Bei VivaCell Biotechnology werden auch toxikologische Untersuchungen und Untersuchungen zu Wechselwirkungen der pflanzlichen Inhaltsstoffe mit anderen Wirkstoffen gemacht. «Anwender pflanzlicher Präparate haben einen Anspruch darauf, dass Phytopharmaka pharmakologisch genau so gründlich untersucht wurden, wie andere Arzneimittel auch», fordert Fiebich mit einem Hinweis auf den Skandal um hoch dosierte Johanniskrautextrakte, unter deren Einnahme es zu unvorhergesehenen pharmakokinetischen Wechselwirkungen mit anderen Medikamenten gekommen war. Fiebichs Kollege Michael Heinrich, ebenfalls in Freiburg ausgebildet und heute Professor an der University of London, leitet das EU-geförderte Cannabis-Projekt. Als Pharmakognostiker bringt er das Know-how der diversen Mitglieder des Konsortiums unter einen Hut, darunter das des «Nuclear-Factor-kappaB» -Fachmanns Lienhard Schmitz, Privatdozent an der Universität Bern. Der Ausschüttung von Chemo- und Zytokinen bei entzündlichen Prozessen liegt eine Aktivierung der entsprechenden Gene zugrunde, wobei dem induzierbaren Transkriptionsfaktor Nuclear Factor-kappaB (NF-KB) eine Hauptrolle zukommt. In Schmitz' Arbeitskreis wird unter anderem nach Wirksubstanzen gesucht, die in den NF-KB-Signalweg eingreifen. Das Berner Team steuert dem EU-Projekt entsprechende Bioassays bei. Und auch Eduardo Mufioz, Pharmakologe und Professor an der spanischen Universität Cordoba, ist ein erfahrener Naturwirkstoff-Sucher. Er ist zudem Mitgründer der 2002 ins Leben gerufenen VivaCell-Tochter Viva-Cell Biotechnology Espana S. L., die die im Zusammenhang mit dem EU-Cannabis-Projekt notwendigen Tiermodelle der rheumatischen Erkrankung übernimmt.
EU macht anderthalb Millionen locker
Derzeit arbeiten die EU-Forscher noch an der Auswahl des geeignetsten Extrakts aus THC-freien oder THC-armen und damit nicht psychotropen Cannabis sativa Sorten.
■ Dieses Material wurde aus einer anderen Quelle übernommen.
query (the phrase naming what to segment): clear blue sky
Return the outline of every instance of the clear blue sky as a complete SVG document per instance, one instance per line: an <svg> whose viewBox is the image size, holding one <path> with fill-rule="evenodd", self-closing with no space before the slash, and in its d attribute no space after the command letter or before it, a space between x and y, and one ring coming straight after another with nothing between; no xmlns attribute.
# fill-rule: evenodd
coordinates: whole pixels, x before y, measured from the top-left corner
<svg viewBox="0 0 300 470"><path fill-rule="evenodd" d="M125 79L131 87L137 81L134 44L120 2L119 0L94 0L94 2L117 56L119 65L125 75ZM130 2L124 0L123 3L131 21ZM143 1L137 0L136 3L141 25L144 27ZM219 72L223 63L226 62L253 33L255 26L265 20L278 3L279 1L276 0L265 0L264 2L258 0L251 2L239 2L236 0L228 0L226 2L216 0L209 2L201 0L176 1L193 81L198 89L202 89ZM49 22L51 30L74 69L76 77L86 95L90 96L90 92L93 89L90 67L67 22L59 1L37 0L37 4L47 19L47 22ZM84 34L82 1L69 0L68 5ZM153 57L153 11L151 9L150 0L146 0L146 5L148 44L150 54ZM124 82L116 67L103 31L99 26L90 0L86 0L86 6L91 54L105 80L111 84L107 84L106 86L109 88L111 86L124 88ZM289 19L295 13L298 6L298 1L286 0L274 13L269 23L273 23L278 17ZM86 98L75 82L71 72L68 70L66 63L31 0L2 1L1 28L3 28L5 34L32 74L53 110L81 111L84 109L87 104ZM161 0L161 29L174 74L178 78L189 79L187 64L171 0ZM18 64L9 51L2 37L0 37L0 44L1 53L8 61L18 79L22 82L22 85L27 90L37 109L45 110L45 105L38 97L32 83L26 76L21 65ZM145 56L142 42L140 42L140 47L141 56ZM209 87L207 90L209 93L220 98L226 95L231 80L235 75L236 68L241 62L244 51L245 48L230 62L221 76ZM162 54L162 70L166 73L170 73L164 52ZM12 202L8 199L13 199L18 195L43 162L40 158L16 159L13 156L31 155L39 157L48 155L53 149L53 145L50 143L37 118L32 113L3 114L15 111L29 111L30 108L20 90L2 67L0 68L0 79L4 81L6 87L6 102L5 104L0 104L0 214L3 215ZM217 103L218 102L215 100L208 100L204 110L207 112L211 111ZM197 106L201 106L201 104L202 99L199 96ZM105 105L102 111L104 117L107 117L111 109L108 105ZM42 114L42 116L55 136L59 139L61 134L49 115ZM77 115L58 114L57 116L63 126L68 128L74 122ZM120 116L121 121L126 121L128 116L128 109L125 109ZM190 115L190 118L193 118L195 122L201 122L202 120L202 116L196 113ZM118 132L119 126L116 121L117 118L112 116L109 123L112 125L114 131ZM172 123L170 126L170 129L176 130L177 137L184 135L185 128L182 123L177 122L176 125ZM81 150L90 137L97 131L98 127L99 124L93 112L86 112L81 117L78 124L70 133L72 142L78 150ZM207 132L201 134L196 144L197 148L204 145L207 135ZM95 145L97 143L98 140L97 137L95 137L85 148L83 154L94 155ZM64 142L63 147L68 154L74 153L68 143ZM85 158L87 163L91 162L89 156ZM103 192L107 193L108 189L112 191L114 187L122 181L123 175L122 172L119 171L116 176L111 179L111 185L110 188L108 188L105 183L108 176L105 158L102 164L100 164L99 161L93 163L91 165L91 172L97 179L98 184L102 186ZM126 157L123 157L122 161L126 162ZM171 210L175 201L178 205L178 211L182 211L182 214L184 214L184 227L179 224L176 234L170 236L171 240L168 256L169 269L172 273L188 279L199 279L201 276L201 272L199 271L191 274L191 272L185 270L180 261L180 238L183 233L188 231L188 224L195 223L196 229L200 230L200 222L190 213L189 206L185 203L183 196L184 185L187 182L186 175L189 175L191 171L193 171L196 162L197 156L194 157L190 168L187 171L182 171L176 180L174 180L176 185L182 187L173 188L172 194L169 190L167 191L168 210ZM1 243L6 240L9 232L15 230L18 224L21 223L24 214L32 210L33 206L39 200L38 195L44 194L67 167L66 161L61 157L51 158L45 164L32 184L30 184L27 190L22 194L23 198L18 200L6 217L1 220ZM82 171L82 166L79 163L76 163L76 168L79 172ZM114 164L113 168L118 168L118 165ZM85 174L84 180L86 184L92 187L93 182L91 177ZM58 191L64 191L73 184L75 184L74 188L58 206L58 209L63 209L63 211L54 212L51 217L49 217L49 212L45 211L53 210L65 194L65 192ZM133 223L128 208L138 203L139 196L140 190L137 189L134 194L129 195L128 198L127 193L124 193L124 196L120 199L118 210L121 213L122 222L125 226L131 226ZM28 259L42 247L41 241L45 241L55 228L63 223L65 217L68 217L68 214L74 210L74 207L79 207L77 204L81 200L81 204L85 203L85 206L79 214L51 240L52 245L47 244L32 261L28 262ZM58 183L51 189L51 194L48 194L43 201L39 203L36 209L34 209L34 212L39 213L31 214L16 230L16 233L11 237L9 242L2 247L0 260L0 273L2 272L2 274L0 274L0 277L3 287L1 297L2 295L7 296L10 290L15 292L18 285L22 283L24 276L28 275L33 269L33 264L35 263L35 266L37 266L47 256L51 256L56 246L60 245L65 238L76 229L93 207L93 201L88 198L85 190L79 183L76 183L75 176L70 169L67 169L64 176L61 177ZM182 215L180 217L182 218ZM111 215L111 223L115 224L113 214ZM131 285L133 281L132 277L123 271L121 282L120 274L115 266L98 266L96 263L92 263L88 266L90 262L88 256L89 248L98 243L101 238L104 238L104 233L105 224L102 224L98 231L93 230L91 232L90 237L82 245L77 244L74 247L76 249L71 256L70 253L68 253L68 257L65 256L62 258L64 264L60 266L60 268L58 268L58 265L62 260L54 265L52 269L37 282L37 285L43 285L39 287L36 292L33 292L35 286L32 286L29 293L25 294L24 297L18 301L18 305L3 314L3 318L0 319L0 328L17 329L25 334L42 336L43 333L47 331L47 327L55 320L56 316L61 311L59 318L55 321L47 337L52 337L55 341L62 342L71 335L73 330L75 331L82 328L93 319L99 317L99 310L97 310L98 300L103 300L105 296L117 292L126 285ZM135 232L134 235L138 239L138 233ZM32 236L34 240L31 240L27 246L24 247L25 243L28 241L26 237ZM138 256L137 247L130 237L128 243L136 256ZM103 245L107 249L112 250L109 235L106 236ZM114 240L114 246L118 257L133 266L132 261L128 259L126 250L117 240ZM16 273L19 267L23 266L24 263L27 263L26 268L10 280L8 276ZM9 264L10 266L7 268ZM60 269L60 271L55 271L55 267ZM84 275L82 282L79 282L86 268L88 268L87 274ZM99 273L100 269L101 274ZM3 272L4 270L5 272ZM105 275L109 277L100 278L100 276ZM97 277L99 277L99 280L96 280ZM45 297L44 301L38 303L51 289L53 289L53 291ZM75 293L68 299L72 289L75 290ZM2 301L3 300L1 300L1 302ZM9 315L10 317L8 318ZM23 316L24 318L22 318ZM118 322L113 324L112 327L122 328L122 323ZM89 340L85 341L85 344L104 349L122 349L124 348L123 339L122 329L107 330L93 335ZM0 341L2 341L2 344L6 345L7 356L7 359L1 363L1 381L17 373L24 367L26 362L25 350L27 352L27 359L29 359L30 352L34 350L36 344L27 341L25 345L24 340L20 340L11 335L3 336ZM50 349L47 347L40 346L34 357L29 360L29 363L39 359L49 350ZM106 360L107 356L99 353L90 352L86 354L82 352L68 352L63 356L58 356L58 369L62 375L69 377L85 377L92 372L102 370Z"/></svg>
Insgesamt sind sechs Hochschularbeitskreise und drei kleinere Industrieunternehmen an dem Projekt beteiligt. Die meisten von ihnen haben schon im Rahmen des EU-Vorgängerprojekts AINP (Anti-Inflammational Natural Products) zusammengearbeitet. Dabei wurden über tausend Extrakte verschiedener sardinischer, spanischer und kenianischer Heilpflanzen auf entzündungshemmende Inhaltstoffe untersucht, die nun zu Medikamenten weiterentwickelt werden sollen. Fiebich ist sicher, dass diese vorangegangene erfolgreiche Zusammenarbeit die Entscheidung der EU-Bürokraten, das Cannabis-Projekt mit 1,5 Mio. EUR zu fördern, positiv beeinflusst hat. Ebenso wie die Tatsache, dass es sich beim Krankheitsbild Migräne um eine typische Frauenkrankheit handelt, die in Europa durch Arbeitsfehlzeiten volkswirtschaftlich von Bedeutung ist. Den Erfolg der Freiburger Forscherclique beim Wettlauf um EU-Fördermittel schreibt der Biologe nicht zuletzt einer kompetenten Beratung durch das Steinbeis-Europa-Zentrum in Stuttgart zu. Als operative Einheit des Europabeauftragten des Wirtschaftsministers des Landes Baden-Württemberg erleichtert das Zentrum kleinen und mittleren Unternehmen seit 1990 den Weg nach Brüssel und berät sie in allen Fragen zu den europäischen Forschungs- und Technologieprogrammen. Daneben wird die Nutzung der Ergebnisse europäischer Forschung und Technologieentwicklung gefördert. Und die EU erwartet von dem Hanfprojekt übrigens nicht nur neue Medikamente gegen Migräne und Rheuma, sondern auch ein neues, finanziell interessantes landwirtschaftliches Produkt.